Numa altura em que muito se fala da utilização de gases renováveis nas redes de gás natural, talvez devamos pensar nos utilizadores sem acesso às redes, como é o caso das áreas rurais e certas zonas urbanas, para além da utilização móvel do gás como fonte de energia final, seja nos transportes, na climatização ou no lazer.
O maior desafio da transição climática é assegurar que ninguém fica para trás, ou seja, que não se perpetuam ou aprofundam as desigualdades no acesso aos serviços e à utilização da energia nas suas diferentes utilizações. E é ao mesmo tempo um incentivo a que se pensem nas diferentes alternativas que existem ou se preparam para entrar no mercado, mobilizando a eficácia da sua adoção, não apenas no tempo útil para a sua implementação mas, igualmente importante, no custo de oportunidade que representam, muito mais baixo se pensarmos que várias delas permitem usar as infraestruturas existentes. Na verdade, a dimensão custo envolvida neste desiderato ambiental, convoca-nos para decisões difíceis mas também pragmáticas, para que o seu sucesso seja percebido e partilhado por todos.
Neste contexto, falar do mundo rural ou dos agregados dispersos e presentes em territórios de baixa densidade populacional (p.ex., áreas remotas e montanhosas), e que representam 83% da área total da UE mas onde vive ~31% da sua população (~130 milhões de pessoas), é um imperativo social e político, de modo a estarem contemplados nos projetos e soluções que assegurarão aquele caminho do desenvolvimento sustentável. O uso de energia comercial, industrial e agrícola em áreas rurais é marcado pelo facto de que é necessária muita energia em locais remotos. Nas aplicações agrícolas, o uso de energia também pode ser muito intenso por curtos períodos de tempo, como é o caso da secagem de culturas. Além disso, nas zonas rurais, 94,5% das habitações são casas unifamiliares que requerem mais energia para o aquecimento dos espaços.

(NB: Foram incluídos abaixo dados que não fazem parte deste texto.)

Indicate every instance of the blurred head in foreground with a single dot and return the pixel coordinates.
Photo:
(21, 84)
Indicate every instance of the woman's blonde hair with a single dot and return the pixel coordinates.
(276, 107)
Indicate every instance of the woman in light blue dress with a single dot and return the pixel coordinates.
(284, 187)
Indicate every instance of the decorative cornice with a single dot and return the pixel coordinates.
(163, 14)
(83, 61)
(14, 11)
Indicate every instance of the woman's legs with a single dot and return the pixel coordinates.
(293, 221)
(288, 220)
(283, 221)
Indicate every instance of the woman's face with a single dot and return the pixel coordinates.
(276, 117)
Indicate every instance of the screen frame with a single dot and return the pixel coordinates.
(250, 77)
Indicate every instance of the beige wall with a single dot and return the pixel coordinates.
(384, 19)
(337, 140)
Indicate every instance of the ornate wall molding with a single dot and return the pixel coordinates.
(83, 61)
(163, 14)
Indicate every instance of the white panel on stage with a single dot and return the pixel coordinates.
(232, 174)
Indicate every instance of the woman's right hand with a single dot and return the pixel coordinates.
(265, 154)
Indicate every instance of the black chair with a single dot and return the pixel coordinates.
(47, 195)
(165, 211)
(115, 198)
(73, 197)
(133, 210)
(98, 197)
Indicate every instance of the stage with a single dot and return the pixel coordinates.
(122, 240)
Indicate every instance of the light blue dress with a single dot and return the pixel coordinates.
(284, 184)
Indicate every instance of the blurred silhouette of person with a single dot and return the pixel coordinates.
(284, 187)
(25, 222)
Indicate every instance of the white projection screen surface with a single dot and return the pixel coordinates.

Não parece assim que se previnam futuros problemas se se reduzir toda e qualquer solução, p.ex., em edifícios, à condição de “emissões zero” e “produção local totalmente assegurada por fontes de energia renovável” - a realidade desses agregados é muito diferenciada e devido às suas características térmicas deficientes, poderão enfrentar custos proibitivos para a geração de eletricidade para os seus sistemas térmicos. Milhões de casas rurais europeias ainda dependem de carvão ou do gasóleo (também conhecido como óleo de aquecimento) para o aquecimento dos ambientes. Uma mudança para o GPL, no curto prazo e mais tarde para o BioGPL proporcionaria uma redução imediata e substancial nas emissões e uma melhoria da qualidade do ar, com uma transição sustentável e suave.
Esquecer as potencialidades dos novos combustíveis renováveis como é o caso do BioGPL, é ignorar a sua intermutabilidade e estreitar de forma incompreensível o mix de ofertas que assim iriam beneficiar, antes de mais, aqueles consumidores. Um dos fatores determinantes para justificar a ponderação adequada das alternativas referidas, resulta da previsível pressão sobre a rede elétrica que resultará da rápida convergência para tornar a eletricidade, o serviço de energia dominante, com consequências na sua efetiva capacidade de resposta.
É preciso insistir com o facto de que os gases liquefeitos oferecem uma solução que reduz as emissões de CO2 e dos gases com efeito de estufa, em locais afastados ou não abrangidos pelas redes de distribuição, constituindo no curto prazo, a resposta disponível para mitigar os problemas ambientais e facilitar a transição energética.
Além disso, essa utilização, permite dispor do tempo e cria um incentivo adicional, para que se prossiga com a investigação e o desenvolvimento de novos combustíveis alternativos, compatíveis com as exigências crescentes colocadas pelo desafio das alterações climáticas, evitando os impactos das decisões radicais e disruptivas, e beneficiando da utilização de infraestruturas existentes. Este também um argumento importante para não colocar em causa o desenvolvimento futuro pela necessidade de investimentos avultados – podemos questionar-nos sobre o impacto no ambiente de deixar “ruínas tecnológicas” desta dimensão, com a sua desativação e inoperacionalidade e ao mesmo tempo pressionar os recursos do planeta para extrair as matérias primas que teriam de responder a todo um volume de construção que teria de responder a novos cenários.
No entanto, o que nos preocupa e merece a nossa atenção é a necessidade de dar uma resposta consistente, adequada e eficaz a todos os que estão longe dos grandes aglomerados populacionais e não têm acesso às redes de distribuição existentes e dificilmente terão, dado o elevado investimento que exige e que nunca foi economicamente viável, de modo a que se integrem neste movimento de mudança sem ficar para trás, por não terem condições para a ele aderir.